Flaubert's parrot / A history of the world in 10 1/2 chapters
by Julian Barnes
Why You'll Love This
Julian Barnes takes the stuffed parrot on Flaubert's desk and turns it into a meditation on grief, obsession, and whether we can ever truly know anything — then does it all again with Noah's ark.
- Great if you want: fiction that interrogates how stories and history get made
- The experience: cerebral and digressive — more essay than plot, in the best way
- The writing: Barnes blends irony and tenderness with surgical precision and wit
- Skip if: you need a conventional narrative arc to stay engaged
About This Book
This volume brings together two of Julian Barnes's most celebrated works, each approaching the problem of truth from a different angle. Flaubert's Parrot follows Geoffrey Braithwaite, a retired doctor consumed by his obsession with Gustave Flaubert — specifically, the question of which stuffed parrot actually sat on the author's desk. That quest sounds eccentric, even comic, but Barnes uses it to excavate something far more unsettling: how grief hides inside obsession, and how little we can ever truly know another person, living or dead.

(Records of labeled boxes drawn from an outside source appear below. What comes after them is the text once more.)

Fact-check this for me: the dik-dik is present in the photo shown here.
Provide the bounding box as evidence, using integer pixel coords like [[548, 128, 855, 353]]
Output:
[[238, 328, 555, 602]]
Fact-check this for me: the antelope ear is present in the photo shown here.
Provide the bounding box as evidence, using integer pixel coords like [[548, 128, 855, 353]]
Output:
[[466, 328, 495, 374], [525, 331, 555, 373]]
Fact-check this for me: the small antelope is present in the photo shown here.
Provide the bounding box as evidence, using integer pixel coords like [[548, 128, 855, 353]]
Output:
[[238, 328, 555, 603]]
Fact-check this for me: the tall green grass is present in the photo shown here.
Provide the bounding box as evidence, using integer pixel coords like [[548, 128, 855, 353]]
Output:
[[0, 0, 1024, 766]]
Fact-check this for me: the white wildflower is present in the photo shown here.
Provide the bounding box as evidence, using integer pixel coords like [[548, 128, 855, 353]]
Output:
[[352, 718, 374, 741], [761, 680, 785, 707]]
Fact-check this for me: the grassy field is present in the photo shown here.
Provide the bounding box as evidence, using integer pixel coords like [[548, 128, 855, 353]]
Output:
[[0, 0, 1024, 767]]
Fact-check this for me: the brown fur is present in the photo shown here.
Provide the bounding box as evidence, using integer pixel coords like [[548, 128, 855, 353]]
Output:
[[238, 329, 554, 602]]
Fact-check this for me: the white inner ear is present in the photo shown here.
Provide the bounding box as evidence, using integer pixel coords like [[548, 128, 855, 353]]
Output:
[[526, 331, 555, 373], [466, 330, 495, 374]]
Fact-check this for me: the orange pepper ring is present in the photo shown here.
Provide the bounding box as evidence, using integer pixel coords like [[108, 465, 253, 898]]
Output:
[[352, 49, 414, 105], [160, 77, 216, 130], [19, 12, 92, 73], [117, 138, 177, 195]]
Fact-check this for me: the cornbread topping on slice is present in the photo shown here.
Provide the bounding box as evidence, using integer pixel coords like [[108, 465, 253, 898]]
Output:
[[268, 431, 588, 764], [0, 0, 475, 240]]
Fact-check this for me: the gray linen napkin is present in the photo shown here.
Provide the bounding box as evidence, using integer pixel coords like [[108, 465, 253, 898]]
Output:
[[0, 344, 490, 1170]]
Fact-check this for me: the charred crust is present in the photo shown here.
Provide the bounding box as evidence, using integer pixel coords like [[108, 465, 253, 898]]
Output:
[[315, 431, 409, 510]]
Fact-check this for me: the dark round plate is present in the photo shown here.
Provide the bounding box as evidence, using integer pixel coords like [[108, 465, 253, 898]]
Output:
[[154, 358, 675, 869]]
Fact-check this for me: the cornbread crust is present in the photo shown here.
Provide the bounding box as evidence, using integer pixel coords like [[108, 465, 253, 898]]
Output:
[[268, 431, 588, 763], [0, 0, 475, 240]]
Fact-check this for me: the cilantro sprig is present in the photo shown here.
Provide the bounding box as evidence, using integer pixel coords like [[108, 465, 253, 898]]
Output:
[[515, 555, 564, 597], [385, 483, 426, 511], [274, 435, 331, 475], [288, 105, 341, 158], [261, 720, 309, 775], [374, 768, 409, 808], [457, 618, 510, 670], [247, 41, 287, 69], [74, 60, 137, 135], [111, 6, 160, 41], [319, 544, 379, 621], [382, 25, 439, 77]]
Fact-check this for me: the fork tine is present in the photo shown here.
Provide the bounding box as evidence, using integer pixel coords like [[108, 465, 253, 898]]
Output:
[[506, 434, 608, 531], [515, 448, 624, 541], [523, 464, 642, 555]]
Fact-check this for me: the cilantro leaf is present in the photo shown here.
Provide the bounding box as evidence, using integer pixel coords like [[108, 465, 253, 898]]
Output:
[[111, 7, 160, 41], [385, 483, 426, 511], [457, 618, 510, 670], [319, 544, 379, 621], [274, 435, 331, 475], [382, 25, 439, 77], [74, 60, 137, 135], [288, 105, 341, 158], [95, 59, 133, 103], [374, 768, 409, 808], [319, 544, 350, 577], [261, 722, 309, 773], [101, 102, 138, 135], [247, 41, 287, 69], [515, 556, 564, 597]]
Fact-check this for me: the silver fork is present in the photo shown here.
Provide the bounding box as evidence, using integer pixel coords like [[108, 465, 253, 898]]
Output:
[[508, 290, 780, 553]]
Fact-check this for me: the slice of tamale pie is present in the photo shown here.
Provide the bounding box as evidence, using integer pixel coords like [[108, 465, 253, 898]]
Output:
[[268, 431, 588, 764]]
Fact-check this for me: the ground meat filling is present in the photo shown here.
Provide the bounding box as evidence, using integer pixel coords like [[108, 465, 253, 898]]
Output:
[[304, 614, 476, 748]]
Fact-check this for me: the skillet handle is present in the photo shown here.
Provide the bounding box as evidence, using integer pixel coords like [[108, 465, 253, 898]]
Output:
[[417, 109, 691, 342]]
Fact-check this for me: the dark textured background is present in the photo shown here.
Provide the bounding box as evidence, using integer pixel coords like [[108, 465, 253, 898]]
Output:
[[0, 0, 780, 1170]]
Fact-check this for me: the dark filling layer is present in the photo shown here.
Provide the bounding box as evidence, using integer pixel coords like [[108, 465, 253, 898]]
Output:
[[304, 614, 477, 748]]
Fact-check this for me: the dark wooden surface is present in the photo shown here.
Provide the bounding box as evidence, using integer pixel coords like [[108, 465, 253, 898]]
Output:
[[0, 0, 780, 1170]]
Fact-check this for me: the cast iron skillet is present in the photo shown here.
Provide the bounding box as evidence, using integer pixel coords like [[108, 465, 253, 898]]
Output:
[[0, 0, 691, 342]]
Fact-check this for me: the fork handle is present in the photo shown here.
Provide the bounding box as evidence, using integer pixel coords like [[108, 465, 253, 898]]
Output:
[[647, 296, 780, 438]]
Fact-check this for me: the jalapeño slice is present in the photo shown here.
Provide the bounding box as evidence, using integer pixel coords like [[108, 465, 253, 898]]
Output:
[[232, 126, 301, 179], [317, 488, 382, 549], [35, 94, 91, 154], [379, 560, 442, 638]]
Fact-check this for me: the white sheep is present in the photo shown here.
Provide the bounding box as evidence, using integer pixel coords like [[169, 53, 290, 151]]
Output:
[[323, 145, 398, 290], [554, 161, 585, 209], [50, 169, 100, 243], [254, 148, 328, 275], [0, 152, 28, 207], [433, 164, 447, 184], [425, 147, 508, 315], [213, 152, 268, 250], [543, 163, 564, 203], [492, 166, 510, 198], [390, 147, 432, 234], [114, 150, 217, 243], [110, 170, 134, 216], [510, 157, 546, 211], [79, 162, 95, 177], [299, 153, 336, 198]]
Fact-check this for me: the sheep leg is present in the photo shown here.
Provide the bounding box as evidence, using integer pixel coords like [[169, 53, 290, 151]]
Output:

A History of the World in 10½ Chapters is stranger still — a series of linked narratives spanning centuries, from a woodworm aboard Noah's Ark to modern castaways, all quietly interrogating the stories we tell to make history bearable.
What distinguishes Barnes as a writer is his refusal to separate intellectual playfulness from emotional weight. Both books are structurally adventurous — fragmented, essayistic, slipping between genres without apology — yet neither feels cold or merely clever. His prose is precise and quietly funny, his ideas genuinely disquieting. Readers who enjoy fiction that thinks hard about what fiction can do will find this pairing unusually rewarding.